Where can readers find you on social media and do you have a blog?
Do you have plans or ideas for your next book? Is it a sequel or a stand alone?
Oh yes! I have completed four Princess Jellibean books that are under publishing contract. The second is currently being illustrated. I have plans to write this series indefinitely and have a list of things I want my character to encounter including traveling around the world and experiencing other cultures.
Of the characters you have created or envisioned, which is your favorite & why?
Princess Jellibean is definitely my favorite. I love her wide-eyed wonder and insatiable curiosity.
Do you favor one type of genre or do you dabble in more than one?
I love writing fiction because it allows me to create something that didn’t exist before. I started with poetry and have written that since I was 10 years old. I do want to try to write some self help in the future since I have several ideas in mind.
Do you plan your stories, or are you a seat of the pants style writer?
I am a mix of both. For some stories I like to plot out what I want to happen and for others I just let the story flow. I just finished writing a bed time story that I had so much fun with because it just poured out.
What is your best marketing tip?
Find ways to connect with your readers and know your audience. My audience is children, so I think of things that they would connect with and have colorful, plastic cat ear headbands to hand out when they purchase a book. I also make necklaces that feature images of my main character they can purchase separately.
Do you find social media a great tool or a hindrance?
Social medical is a brilliant tool when leveraged correctly and often.

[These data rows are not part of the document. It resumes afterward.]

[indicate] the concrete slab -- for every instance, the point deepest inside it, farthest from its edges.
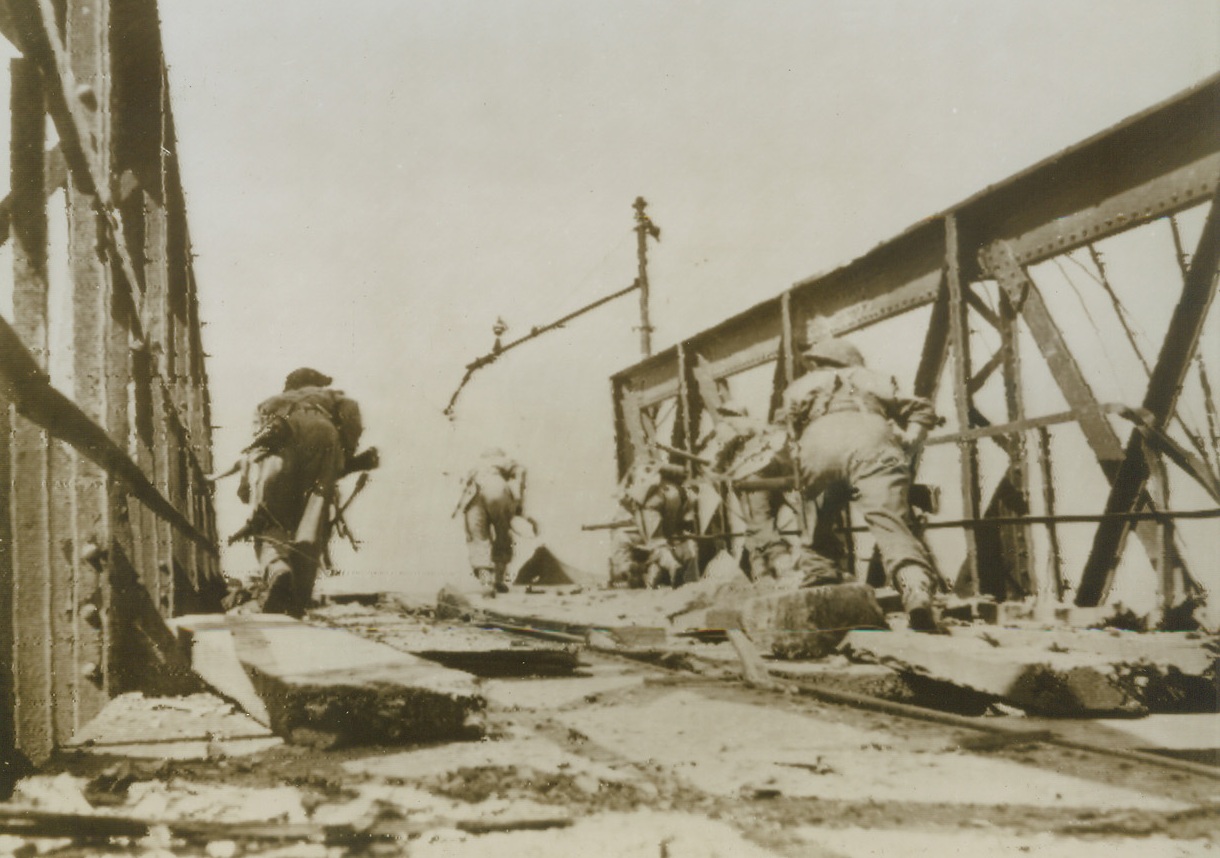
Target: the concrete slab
(871, 842)
(483, 652)
(732, 748)
(613, 835)
(330, 686)
(198, 726)
(532, 753)
(1170, 671)
(1038, 680)
(555, 693)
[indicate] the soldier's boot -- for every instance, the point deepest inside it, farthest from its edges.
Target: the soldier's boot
(281, 596)
(916, 588)
(816, 570)
(486, 576)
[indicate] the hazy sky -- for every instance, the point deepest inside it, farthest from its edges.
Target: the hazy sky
(371, 183)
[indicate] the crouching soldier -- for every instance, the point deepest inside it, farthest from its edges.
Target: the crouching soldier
(656, 551)
(857, 436)
(492, 504)
(305, 439)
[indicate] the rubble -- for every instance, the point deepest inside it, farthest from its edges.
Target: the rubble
(327, 686)
(193, 726)
(1033, 679)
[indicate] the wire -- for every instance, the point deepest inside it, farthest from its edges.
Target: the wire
(1092, 321)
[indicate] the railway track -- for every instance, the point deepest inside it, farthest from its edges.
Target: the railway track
(794, 767)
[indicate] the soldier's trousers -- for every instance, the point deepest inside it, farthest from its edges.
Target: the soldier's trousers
(857, 453)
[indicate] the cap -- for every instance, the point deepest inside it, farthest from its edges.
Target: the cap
(835, 352)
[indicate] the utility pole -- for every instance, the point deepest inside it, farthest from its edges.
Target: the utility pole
(644, 227)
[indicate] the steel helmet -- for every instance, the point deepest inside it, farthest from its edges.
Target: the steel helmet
(835, 352)
(305, 377)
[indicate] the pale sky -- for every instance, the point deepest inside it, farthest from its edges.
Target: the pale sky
(370, 184)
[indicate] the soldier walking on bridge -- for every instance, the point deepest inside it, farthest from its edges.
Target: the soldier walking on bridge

You can build a fan base this way when you put in the effort and time.
What do you enjoy most about writing?
It allows me to express myself and provides a creative outlet which recharges my batteries.
What age did you start writing stories/poems?
I wrote my first poem at 10 years old.
Has your genre changed or stayed the same?
No, I thought I would always write only poetry and could not have fathomed becoming a children’s book author.
What genre are you currently reading?
I have been reading self help type books for creatives.
Do you read for pleasure or research or both?
Both! I love to read for fun and I love to dig into a topic that intrigues me.
Who is your best supporter/mentor/encourager?
My husband, Glenn, is my muse and biggest supporter. Behind him is my parents and his mother.
Where is your favorite writing space?
Right now, I write wherever I can since I don’t have a desk. We are currently planning to convert our unused dining room into a creative writing space.
Do you belong to a writing group? If so which one?
Yes, I belong to the Society of Children’s Book Writers and Illustrators, and just applied to be a member of the Cat Writers Association.
If you could meet one favorite author, who would it be and why?
Elizabeth Gilbert. Her book Big Magic is full of such wonderful sage advice about being fearlessly creative.
Do you see writing as a career?
I see writing as being my next level. I call it my retirement plan.
Cindi Handley Goodeaux is a Florida resident who lives with her husband and muse. She is a proud mom, graphic designer wannabe, rescue dog lover, and a sometime poet. She is a member of the Society of Children’s Book Writers and Illustrators.